Detecting AI-generated images remains a significant challenge because detectors trained on specific generators often fail to generalize to unseen models; however, while pixel-level artifacts vary across models, frequency-domain signatures exhibit greater consistency, providing a promising foundation for cross-generator detection. To address this, we propose SPARK-IL, a retrieval-augmented framework that combines dual-path spectral analysis with incremental learning by utilizing a partially frozen ViT-L/14 encoder for semantic representations alongside a parallel path for raw RGB pixel embeddings. Both paths undergo multi-band Fourier decomposition into four frequency bands, which are individually processed by Kolmogorov-Arnold Networks (KAN) with mixture-of-experts for band-specific transformations before the resulting spectral embeddings are fused via cross-attention with residual connections. During inference, this fused embedding retrieves the $k$ nearest labeled signatures from a Milvus database using cosine similarity to facilitate predictions via majority voting, while an incremental learning strategy expands the database and employs elastic weight consolidation to preserve previously learned transformations. Evaluated on the UniversalFakeDetect benchmark across 19 generative models -- including GANs, face-swapping, and diffusion methods -- SPARK-IL achieves a 94.6\\% mean accuracy, with the code to be publicly released at https://github.com/HessenUPHF/SPARK-IL.


Key findings
SPARK-IL achieved a 94.6% mean accuracy on the UniversalFakeDetect benchmark, outperforming existing state-of-the-art methods, including REVEAL by 0.7%. The dual spectral analysis and retrieval-augmented inference were found to be the most significant contributors to its performance gains, demonstrating strong generalization capabilities to diverse and unseen generative models. The incremental learning strategy also proved effective in adapting to new generators without performance degradation on previously learned techniques.
Approach
SPARK-IL employs a dual-path architecture where a partially frozen ViT-L/14 extracts semantic features, and a parallel path processes raw RGB pixels. Both paths undergo multi-band Fourier decomposition, with each frequency band processed by Kolmogorov-Arnold Networks (KAN) using mixture-of-experts, before spectral embeddings are fused via cross-attention.

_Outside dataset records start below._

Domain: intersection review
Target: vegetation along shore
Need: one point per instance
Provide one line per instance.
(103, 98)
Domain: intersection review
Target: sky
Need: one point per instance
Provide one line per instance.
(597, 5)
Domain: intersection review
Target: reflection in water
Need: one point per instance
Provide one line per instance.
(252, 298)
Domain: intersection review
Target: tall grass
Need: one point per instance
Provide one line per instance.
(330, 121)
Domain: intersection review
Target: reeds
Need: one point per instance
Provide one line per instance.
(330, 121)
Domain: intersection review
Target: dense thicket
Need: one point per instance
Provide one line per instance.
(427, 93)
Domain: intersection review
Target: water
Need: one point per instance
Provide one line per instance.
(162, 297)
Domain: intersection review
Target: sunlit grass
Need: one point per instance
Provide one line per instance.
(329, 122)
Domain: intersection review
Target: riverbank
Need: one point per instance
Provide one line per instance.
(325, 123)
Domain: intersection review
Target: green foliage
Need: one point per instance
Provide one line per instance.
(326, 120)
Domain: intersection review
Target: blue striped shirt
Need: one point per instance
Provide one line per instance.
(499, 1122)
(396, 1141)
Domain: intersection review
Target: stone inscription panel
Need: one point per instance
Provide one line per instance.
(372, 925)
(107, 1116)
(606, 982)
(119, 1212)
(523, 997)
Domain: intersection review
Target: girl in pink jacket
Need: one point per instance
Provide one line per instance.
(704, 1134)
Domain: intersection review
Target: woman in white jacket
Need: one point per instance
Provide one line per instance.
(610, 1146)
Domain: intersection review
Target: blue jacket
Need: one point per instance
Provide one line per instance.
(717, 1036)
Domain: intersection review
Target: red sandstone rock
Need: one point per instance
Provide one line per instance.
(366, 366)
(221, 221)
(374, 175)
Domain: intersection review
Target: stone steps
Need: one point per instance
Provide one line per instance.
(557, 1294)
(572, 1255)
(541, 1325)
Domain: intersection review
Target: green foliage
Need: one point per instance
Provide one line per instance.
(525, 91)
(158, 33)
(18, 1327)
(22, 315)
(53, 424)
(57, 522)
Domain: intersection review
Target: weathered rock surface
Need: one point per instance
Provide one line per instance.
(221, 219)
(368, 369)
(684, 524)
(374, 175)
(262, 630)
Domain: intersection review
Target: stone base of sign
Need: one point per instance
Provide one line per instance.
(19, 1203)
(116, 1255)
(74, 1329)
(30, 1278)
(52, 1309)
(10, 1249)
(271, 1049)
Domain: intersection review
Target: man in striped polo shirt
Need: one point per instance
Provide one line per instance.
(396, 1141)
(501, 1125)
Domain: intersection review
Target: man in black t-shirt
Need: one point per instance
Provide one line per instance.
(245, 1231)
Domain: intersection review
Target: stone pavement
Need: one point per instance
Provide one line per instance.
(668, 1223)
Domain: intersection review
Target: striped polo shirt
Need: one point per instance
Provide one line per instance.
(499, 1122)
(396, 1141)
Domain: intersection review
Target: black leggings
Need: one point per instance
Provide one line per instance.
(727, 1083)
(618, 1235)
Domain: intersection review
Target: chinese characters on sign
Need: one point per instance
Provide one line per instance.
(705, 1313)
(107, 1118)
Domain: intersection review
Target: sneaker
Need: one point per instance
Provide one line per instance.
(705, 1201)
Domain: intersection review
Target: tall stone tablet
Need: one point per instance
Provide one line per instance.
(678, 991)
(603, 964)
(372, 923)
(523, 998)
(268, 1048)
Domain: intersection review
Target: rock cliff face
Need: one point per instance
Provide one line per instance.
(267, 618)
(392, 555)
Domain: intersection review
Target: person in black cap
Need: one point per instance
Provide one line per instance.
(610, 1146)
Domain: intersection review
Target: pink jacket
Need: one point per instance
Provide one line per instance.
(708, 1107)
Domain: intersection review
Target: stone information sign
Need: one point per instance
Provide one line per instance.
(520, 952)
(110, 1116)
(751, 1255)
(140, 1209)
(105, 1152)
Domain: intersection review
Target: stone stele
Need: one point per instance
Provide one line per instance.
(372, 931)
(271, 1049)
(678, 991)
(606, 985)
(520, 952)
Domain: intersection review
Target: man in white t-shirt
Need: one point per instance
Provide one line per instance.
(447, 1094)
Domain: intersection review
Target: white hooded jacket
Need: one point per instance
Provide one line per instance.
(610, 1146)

During inference, the fused embedding retrieves k nearest labeled signatures from a Milvus database for majority-voting classification, while incremental learning expands the database and uses elastic weight consolidation to preserve knowledge.
Datasets
UniversalFakeDetect benchmark
Model(s)
ViT-L/14 encoder, Kolmogorov-Arnold Networks (KAN), Milvus database
Author countries
France, Italy, United Arab Emirates